Korrektur / Lösung für Passtölt
- Lösen, Dehnung suchen
- Gymnastizieren im Trab
- Durchlässigkeit optimieren
- Reiter setzt treibende Hilfen vorsichtig ein bei leichter Hand, evt Entlastungssitz
- Bauchmuskulatur spannt sich an
- Übergänge Schritt –Tölt oder Galopp-Tölt
- Rücken wird geschmeidig und Schultern kommen hoch
- Seitlich verschieben im Tölt, flexen in der Bewegung
- Schenkelweichen, ansatzweise Schulterherein
- Übergänge reiten
- Öffnen mit kurzen Strecken schnell galoppieren, in Tölt zurücknehmen
- Galopprolle nützen
- Ausrüstung und Beschlag überdenken


4.1.2  Zu tief
Bei zu tiefer Haltung mit gestrecktem Hals sind die Pferde auf der Vorhand und auf der Hand.
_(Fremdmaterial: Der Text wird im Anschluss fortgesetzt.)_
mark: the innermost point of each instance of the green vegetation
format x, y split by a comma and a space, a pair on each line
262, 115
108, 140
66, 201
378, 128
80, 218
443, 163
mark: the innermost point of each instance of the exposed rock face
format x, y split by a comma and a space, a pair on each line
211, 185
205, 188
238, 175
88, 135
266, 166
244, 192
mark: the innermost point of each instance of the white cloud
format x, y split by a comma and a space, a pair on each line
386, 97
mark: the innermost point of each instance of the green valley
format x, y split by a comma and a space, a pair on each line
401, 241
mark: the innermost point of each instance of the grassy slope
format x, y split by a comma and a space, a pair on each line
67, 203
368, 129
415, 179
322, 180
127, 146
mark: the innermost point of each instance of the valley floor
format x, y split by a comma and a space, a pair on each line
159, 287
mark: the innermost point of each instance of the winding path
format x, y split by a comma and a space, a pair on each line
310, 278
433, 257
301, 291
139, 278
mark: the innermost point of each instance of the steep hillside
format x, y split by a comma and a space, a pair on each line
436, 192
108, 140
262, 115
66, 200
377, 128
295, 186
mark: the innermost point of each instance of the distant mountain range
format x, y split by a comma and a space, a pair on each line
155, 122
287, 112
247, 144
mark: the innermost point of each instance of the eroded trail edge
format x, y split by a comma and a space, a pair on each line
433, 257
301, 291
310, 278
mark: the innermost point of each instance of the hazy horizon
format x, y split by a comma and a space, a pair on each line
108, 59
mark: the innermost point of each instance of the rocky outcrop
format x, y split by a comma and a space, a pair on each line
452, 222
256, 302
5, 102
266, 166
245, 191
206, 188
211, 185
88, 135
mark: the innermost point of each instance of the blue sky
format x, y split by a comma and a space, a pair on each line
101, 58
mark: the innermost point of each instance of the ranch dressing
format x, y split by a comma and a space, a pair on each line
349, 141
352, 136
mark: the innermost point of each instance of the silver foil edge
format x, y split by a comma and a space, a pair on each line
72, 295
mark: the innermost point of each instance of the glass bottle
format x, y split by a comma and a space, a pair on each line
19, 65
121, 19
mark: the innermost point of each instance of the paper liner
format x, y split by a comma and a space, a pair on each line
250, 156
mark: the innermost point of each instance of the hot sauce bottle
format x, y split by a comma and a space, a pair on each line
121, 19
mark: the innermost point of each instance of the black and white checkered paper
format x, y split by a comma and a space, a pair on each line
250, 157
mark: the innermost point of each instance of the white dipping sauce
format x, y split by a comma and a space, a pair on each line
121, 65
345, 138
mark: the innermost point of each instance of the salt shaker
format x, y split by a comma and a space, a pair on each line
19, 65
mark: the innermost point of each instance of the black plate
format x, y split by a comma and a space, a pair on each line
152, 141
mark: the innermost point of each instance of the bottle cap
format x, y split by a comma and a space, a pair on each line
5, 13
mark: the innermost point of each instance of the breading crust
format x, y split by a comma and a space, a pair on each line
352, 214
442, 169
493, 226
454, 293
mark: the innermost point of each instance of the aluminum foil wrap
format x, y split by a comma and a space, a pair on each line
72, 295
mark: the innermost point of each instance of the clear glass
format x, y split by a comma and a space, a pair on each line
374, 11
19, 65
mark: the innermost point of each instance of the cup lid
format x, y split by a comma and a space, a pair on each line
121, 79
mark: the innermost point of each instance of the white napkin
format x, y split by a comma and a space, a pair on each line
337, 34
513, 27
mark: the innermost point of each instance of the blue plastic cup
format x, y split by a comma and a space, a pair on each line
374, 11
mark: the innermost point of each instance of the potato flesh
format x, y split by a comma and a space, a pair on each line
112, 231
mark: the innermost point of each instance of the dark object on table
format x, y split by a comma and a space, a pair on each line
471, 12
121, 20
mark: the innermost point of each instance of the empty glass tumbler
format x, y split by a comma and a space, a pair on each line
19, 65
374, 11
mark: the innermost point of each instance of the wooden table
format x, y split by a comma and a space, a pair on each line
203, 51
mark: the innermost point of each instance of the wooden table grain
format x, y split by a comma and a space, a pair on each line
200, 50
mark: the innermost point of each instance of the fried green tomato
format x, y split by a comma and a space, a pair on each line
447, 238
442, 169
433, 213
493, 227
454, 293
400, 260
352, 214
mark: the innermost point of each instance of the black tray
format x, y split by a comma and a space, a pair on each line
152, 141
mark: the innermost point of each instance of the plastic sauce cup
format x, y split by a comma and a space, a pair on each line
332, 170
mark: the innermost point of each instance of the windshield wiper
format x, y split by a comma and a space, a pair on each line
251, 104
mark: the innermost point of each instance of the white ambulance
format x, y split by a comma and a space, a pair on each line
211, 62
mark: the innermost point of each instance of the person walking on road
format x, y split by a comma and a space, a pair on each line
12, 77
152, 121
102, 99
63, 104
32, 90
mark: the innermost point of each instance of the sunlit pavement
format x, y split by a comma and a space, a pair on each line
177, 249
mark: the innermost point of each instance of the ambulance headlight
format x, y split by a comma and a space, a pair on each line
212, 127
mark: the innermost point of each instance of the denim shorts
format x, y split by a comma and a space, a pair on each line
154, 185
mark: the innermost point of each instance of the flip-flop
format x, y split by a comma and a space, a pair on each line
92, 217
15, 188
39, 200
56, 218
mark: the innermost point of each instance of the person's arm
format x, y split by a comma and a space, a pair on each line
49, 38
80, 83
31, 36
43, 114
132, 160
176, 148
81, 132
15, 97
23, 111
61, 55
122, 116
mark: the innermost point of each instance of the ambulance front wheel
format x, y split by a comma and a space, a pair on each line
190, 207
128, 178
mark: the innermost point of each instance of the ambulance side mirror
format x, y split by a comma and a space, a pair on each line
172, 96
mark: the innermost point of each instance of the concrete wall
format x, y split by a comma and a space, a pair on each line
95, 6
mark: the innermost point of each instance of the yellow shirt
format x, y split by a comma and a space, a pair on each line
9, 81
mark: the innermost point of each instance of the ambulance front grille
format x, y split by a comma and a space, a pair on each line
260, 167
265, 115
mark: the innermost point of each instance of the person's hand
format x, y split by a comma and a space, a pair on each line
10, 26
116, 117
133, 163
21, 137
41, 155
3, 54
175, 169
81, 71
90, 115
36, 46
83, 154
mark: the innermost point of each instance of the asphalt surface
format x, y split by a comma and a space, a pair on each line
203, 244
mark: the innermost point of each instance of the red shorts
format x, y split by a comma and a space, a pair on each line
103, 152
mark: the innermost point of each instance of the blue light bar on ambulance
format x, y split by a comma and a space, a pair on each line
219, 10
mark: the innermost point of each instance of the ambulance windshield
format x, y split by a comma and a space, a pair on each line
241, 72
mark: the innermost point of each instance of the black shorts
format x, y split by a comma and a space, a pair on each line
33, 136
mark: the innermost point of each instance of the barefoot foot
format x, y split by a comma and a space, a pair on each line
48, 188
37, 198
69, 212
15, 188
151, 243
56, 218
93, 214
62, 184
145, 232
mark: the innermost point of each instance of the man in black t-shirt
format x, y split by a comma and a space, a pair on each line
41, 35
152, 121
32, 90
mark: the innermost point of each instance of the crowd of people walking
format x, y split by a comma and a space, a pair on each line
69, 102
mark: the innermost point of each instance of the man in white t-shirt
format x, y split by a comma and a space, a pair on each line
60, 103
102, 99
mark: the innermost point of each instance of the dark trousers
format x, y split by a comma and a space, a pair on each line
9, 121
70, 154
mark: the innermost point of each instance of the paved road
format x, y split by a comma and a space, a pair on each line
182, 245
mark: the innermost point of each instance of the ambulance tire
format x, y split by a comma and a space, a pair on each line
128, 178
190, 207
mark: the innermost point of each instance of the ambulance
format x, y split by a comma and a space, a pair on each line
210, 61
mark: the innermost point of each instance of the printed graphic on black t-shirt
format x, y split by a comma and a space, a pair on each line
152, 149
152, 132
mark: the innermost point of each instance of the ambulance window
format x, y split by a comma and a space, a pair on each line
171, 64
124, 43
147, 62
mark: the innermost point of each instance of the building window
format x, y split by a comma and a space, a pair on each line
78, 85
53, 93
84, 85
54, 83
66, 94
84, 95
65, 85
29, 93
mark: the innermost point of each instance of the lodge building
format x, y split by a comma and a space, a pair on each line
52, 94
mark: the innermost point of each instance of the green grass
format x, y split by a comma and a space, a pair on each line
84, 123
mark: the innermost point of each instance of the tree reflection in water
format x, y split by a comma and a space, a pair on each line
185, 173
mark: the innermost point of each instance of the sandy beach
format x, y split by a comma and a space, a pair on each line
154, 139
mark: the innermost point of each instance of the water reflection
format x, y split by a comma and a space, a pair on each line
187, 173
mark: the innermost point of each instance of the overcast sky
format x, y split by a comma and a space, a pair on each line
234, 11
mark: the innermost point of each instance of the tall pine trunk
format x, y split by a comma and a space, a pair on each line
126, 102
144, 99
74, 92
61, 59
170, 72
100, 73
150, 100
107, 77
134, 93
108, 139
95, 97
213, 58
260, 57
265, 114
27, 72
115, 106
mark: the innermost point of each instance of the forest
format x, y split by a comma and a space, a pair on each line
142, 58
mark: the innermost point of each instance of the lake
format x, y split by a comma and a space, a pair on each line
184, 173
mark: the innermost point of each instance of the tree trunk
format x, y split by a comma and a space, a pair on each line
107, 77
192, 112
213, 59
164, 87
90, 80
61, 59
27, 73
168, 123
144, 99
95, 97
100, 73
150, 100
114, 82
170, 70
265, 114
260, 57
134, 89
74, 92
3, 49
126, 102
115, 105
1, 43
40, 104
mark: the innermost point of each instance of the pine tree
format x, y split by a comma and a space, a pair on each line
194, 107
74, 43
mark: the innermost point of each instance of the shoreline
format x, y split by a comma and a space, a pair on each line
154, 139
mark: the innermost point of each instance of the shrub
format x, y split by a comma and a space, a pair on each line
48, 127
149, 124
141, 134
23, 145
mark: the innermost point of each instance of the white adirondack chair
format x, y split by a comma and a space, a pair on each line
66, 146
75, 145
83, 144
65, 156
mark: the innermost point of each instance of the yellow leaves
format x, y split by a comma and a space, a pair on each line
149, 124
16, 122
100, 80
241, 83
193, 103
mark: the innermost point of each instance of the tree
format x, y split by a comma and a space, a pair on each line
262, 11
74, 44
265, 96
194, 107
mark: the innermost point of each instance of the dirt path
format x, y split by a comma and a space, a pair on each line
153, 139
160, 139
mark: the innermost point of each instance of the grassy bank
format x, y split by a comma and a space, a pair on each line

- Angespannter, weggestreckter Hals
- Hängende Schulter (bergab)
- Verspannter Rücken (passig)
- Weggestreckte, schiebende Hinterhand (trägt nicht)
- Gebäudebedingt schwierig zum korrigieren
- Sensible sind heikel
- Ruhige verkriechen sich

Korrektur / Lösung
- Durchlässigkeit verbessern
- Relativ Aufrichten
- Reiter setzt treibende Hilfen korrekt ein
- Schnelle, leichte Reiterhand (Zügelhilfen)
- Bauchmuskulatur spannt sich an
- Rücken und Schulter kommen hoch
- Lösende Übungen (Stellen, Biegen,…)
- Übergänge reiten (zB. kurze Strecken galoppieren und in den Tölt zurücknehmen)
- Verkürzen im Schritt
- Positive Spannung
- Lektionen, Schenkelweichen, Rückwärtsrichten
- Ausrüstung kontrollieren


4.1.3 Steiff im Genick
Das Pferd geht gegen die Reiterhand und stützt sich auf dem Gebiss ab und kann im Genick nicht nachgeben.

- Fest im Genick
- Schief
- Genick / Schulter blockiert
- Zungenbein blockiert
- Gebäudefehler
- Zu hohes oder zu tiefes Hinterhauptbein
- Zu enge Ganaschen
- Stark überbaut
- Stark ausgeprägte Ohrspeicheldrüse
- Loses Gaumensegel (Roaren oder Kehlkopfpfeifen)
- Steifes Pferd
- Unsensible, starre Reiterhand
- Zu schwerer oder unausbalancierter Reiter

Korrektur / Lösung
- Lösungsphase optimieren
- Gymnastizieren
- Reiter und reiterliches Können optimieren
- Evtl. medizinische Abklärung


4.1.4  Zu lang
- Pferd fällt auseinander
- Wird trabig oder passig
- Nase zu weit vorne
- Vorhand stärker belastet
- Keine Tragkraft, höchstens Schubkraft

Korrektur / Lösung
- Durchlässigkeit verbessern
- Auf Hinterhand bringen, Hinterhand aktivieren


4.1.5 Wenig Aufrichtung
- Gebäudebedingt
- Zuwenig Spannung
- Zuwenig Druck

Korrektur / Lösung
- Ruhigere Hand
- Mehr Treiben
- Bessere Ausbildung von Pferd und Reiter
- Longieren
- Evt. Hilfszügel unter Aufsicht


4.1.6  Eingerollt
Pferd kommt hinter den Zügel und entzieht sich dadurch den Hilfen.

- Keine Anlehnung
- Bleibt auch bei hingegebenem Zügel eingerollt
- Fehlende treibende Hilfen
- Zu starke Zügeleinwirkung (rückwärts-abwärts) à Hyperflexion
- Falscher Knick begünstigt einrollen
- Gebäudebedingte Halsformen
- Schwache Hinterhand
- Durch Zwang in Haltung geritten

Korrektur / Lösung
- Lösungsphase optimieren
- Dehnungshaltung und Anlehnung suchen lassen
- Weichere Reiterhand
- Treibende Hilfen optimieren


4.2 Taktfehler

Taktfehler sind Unregelmässigkeiten im Bewegungsablauf und Taktverschiebungen zu anderen Gangarten. Sie basieren meist auf einer fehlerhaften Ausbildung. Balance und Losgelassenheit in der Bewegung sind gestört und es kommt zu Taktfehler.
Taktfehler muss der geübte Gangpferdereiter in der Ursache erkennen und Lösungen zur Korrektur anwenden können! Dazu muss die Rittigkeit des Pferdes verbessert werden, damit das Pferd die korrigierenden Übungen und Hilfen leichter annimmt.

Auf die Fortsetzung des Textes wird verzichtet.